Chronic insomnia is emerging as a widespread health challenge, affecting productivity, emotional balance, and overall quality of life. Irregular routines, poor dietary habits, and high stress levels have created this “silent crisis”, says Dr Trideep Choudhury, Consultant Psychiatrist, Department of Mental Health and Behavioural Sciences, Fortis Healthcare. But how to improve sleep naturally?

“A healthy sleep routine begins with structure. Fixed timings for sleep, meals, and daily activities bring a natural rhythm to the body’s internal clock. This balance not only improves sleep quality but also enhances focus and energy levels through the day. Disturbances in routine often lead to erratic sleep patterns, eventually contributing to chronic insomnia,” Dr Choudhary tells Health Shots.
What is chronic insomnia?
Sleep disruption occurring three or more times a week for over three months is defined as chronic insomnia. It may manifest as difficulty falling asleep, waking frequently during the night, or waking up earlier than desired.
“The long-term impact of insomnia extends far beyond fatigue. It affects concentration, mood, interpersonal relationships, and work performance. Over time, it can lower self-esteem and even contribute to anxiety or depressive symptoms,” explains the doctor.
Most people tend to overlook the early signs of insomnia until they begin to notice reduced productivity or emotional imbalance. However, if you continue to prioritizing structured routines, good sleep hygiene, balanced meals, and regular physical activity, it can go a long way in preventing this growing mental health concern.

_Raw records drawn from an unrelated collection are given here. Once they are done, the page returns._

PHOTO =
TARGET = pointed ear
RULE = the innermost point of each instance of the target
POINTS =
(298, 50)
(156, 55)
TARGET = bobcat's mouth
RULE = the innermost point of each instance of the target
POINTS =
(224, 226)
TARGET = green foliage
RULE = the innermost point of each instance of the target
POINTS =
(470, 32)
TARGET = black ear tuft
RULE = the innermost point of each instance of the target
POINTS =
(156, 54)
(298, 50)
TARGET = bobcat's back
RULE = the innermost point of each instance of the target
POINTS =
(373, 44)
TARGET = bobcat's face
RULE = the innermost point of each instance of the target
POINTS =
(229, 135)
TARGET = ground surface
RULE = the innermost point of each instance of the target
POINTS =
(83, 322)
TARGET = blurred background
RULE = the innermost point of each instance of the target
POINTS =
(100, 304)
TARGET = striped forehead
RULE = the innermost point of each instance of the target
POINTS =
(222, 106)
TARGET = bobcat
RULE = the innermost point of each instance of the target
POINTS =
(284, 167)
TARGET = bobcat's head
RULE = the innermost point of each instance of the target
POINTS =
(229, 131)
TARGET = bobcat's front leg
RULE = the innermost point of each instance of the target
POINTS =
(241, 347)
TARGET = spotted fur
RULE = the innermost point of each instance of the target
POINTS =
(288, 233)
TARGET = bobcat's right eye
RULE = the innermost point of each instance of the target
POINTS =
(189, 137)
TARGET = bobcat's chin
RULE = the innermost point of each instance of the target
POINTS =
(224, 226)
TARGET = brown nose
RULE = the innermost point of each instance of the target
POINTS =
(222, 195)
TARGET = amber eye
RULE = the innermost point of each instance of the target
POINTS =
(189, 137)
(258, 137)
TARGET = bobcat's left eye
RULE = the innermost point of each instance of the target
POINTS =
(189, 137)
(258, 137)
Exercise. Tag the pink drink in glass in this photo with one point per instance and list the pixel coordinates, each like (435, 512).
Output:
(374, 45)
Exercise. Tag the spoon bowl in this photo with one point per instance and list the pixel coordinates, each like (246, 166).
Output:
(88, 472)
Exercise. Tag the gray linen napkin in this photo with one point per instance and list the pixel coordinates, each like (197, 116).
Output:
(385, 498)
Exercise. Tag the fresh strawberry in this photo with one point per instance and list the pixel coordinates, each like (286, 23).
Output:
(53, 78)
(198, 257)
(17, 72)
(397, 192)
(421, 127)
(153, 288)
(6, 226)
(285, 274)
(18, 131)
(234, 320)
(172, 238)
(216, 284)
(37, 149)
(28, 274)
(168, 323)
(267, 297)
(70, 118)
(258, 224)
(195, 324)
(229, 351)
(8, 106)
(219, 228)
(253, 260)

How to improve sleep quality?
According to the expert, there are a few habits and practices that may help improve sleep quality.
1. Sleep hygiene
This plays a crucial role. “The bedroom should be calm, dimly lit, and reserved only for rest. Late-night exposure to screens, heavy meals, or stimulants such as caffeine, nicotine, or alcohol interferes with the body’s ability to wind down,” says Dr Choudhary. Even small habits, such as taking a warm bath before bedtime, can help the body relax and prepare for sleep.
2. Avoid misconceptions
The doctor advises that people must avoid the misconception that alcohol aids sleep. While it may induce drowsiness, it disrupts the deeper, restorative stages of sleep, leaving the person more fatigued.
3. Manage daily stress
Emotional strain from work or relationships often keeps the mind active long after the day has ended. “Unhealthy coping habits, such as smoking or alcohol use, can make matters worse. Learning adaptive ways to handle stress through mindfulness, balanced nutrition, and regular physical activity can greatly improve sleep health,” adds Dr Choudhary.
4. Exercise
Indulge in moderate exercise in a consistent routine as it can enhance blood circulation and regulate brain chemicals that promote relaxation and better sleep.
5. Pay attention to medical conditions
Disorders like thyroid imbalance, chronic pain, headaches, gastrointestinal problems, or neurological issues can disturb sleep patterns. Treating or managing these root causes is essential for sustained improvement in sleep. “Some people also experience specific sleep-related disorders such as restless leg syndrome, where discomfort in the legs disturbs rest, or sleep apnea, where breathing pauses during sleep cause repeated awakenings. These conditions require proper medical evaluation and management by a sleep specialist,” Dr Chaudhary says.
(Note to readers: This article is for informational purposes only and not a substitute for professional medical advice. Always seek the advice of your doctor with any questions about a medical condition.)